Dow Jones on the brink as 3 key risks push Fear and Greed Index to 31

Dow Jones on the brink as 3 key risks push Fear and Greed Index to 31
Crispus Nyaga
04-Mar-2026, 19:25 PM
  • The Dow Jones Index has retreated in the past few weeks.
  • The war in Iran has led to a sense of fear among market participants.
  • It has formed a rising wedge and bearish divergence patterns.

The Dow Jones Index futures remained on edge on Wednesday as investors watched the new developments in the Middle East, where fighting continued for the fifth day. It dropped by over 100 points, adding to the 400-point losses experienced a day earlier. This retreat could go on further for a while as the blue-chip index has formed a risky chart pattern.

Dow Jones Index falls as risks rise 

American stocks are retreating as investors contend on the rising geopolitical, private credit, and artificial intelligence risks in the market.

A sense of fear is spreading in the market, with the CNN Money Fear and Greed Index moving to the fear zone of 30. Market momentum, put and call options, market volatility, safe haven demand, and junk bond demand have slumped into the extreme fear zone. 

On the other hand, the stock price strength and stock price breadth, which are in the extreme greed zone, have started moving downwards.

There are three main reasons why the Dow Jones Index is in a downward spiral. The most notable one is the ongoing war in the Middle East, which has pushed crude oil prices to $84. 

Iran has warned that oil will jump to $200 a barrel as the war continues. It hopes that such prices will put more pressure on President Donald Trump. In a statement on Tuesday, he said that the US will provide insurance and security to traders passing the Strait of Hormuz, but it is too early to determine whether it will have an impact.

Private credit risks have risen

The Dow Jones Index is also retreating as woes in the private credit industry escalate. Blackstone, the biggest alternative asset investor, experienced huge outflows in its flagship private credit fund. Its investors withdrew 7.9% of the fund.

Private credit investors have been stung recently because of the ongoing woes at Blue Owl, a top company with over $350 billion in assets under management. The company sold its fund for $1.4 billion and restricted its investors from redeeming the remaining funds. 

Private credit stocks are some of the top laggards this year, with Blue Owl falling below its IPO price. Similar companies like KKR, Apollo Global Management, and Ares have plunged as investors worry about the potential for a private credit bubble.

At the same time, market participants are concerned about the AI industry, which some investors believe is in a bubble right now. While the industry growth will continue, investors are worried that it will disrupt some existing companies, especially those in the software, wealth management, and insurance brokerages.

Indeed, companies exposed to the AI industry are some of the top laggards in the Dow Jones Index. They include firms like Salesforce, IBM, Microsoft, and Amazon.
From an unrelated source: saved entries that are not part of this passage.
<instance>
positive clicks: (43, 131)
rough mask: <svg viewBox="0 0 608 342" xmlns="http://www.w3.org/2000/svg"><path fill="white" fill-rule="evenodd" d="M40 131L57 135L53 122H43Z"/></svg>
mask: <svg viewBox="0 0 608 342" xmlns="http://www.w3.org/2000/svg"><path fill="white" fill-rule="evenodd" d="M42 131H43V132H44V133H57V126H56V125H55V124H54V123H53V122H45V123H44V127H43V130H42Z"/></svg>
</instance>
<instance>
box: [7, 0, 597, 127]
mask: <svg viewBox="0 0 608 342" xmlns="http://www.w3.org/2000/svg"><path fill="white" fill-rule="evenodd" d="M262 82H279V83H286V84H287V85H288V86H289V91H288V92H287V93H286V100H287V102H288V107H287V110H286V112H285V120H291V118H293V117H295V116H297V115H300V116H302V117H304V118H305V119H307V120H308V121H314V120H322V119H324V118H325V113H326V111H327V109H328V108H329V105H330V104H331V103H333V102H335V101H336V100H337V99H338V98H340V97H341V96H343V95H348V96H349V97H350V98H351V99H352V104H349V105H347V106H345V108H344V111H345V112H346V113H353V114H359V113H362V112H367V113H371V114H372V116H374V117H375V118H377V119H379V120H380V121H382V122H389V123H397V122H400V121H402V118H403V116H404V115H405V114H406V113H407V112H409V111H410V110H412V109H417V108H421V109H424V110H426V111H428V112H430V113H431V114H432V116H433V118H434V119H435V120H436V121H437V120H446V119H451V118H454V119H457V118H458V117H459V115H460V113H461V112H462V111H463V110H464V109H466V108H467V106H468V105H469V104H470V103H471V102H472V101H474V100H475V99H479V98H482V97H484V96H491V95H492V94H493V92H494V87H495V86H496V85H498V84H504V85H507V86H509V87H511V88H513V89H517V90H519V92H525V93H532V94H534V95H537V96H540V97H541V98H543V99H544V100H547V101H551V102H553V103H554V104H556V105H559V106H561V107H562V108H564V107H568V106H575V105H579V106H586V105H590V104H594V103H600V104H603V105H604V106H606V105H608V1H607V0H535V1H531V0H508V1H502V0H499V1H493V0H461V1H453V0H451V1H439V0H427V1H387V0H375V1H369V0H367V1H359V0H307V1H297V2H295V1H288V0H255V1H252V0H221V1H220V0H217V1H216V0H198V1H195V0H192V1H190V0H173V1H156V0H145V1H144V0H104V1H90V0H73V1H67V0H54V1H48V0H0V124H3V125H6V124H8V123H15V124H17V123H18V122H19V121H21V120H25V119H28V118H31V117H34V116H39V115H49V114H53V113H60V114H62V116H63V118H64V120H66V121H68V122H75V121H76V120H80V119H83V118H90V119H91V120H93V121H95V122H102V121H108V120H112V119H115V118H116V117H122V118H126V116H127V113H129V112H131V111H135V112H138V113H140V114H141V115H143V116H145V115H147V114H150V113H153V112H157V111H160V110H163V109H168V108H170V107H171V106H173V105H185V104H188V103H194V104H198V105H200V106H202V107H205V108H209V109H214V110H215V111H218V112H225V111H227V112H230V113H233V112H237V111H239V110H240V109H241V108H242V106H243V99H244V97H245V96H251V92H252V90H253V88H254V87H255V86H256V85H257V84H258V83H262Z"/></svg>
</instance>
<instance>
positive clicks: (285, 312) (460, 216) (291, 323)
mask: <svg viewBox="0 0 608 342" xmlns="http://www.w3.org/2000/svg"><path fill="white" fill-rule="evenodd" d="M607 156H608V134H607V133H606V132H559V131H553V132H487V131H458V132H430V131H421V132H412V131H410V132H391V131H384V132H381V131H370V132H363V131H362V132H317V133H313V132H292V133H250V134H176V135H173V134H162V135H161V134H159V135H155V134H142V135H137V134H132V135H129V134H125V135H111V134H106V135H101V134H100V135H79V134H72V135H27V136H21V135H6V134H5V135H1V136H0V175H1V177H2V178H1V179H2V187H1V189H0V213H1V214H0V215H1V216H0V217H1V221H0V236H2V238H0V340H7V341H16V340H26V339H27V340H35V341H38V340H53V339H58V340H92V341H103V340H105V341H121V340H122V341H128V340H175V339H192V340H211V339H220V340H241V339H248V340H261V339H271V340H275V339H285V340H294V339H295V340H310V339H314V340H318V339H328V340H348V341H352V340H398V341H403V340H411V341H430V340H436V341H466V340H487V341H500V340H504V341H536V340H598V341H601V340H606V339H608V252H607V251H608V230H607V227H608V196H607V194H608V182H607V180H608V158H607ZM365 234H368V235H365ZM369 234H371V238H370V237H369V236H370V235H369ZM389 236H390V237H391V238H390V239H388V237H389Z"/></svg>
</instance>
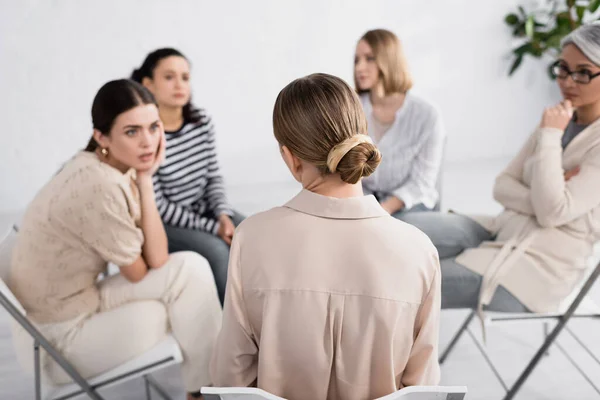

Dow Jones technical analysis 

Dow Jones chart | Source: TradingView 

Technical analysis suggests that the Dow Jones Index will drop further before recovering. It has formed a bearish divergence pattern, which happens when top oscillators like the Percentage Price Oscillator (PPO) and the Relative Strength Index (RSI) are making a series of lower lows and lower highs during a downturn.

On top of this, the index started forming a rising wedge pattern in November last year. The upper side of this pattern connects the highest swings in November, December, January, and February.

On the other side, the lower side linked the lowest levels since that period. This pattern normally leads to a strong bearish breakdown when the two lines converge, which is happening now. Therefore, the Dow Jones could be at risk of further downside in the near term.

The rebound will likely happen when there are signs that the war is about to end.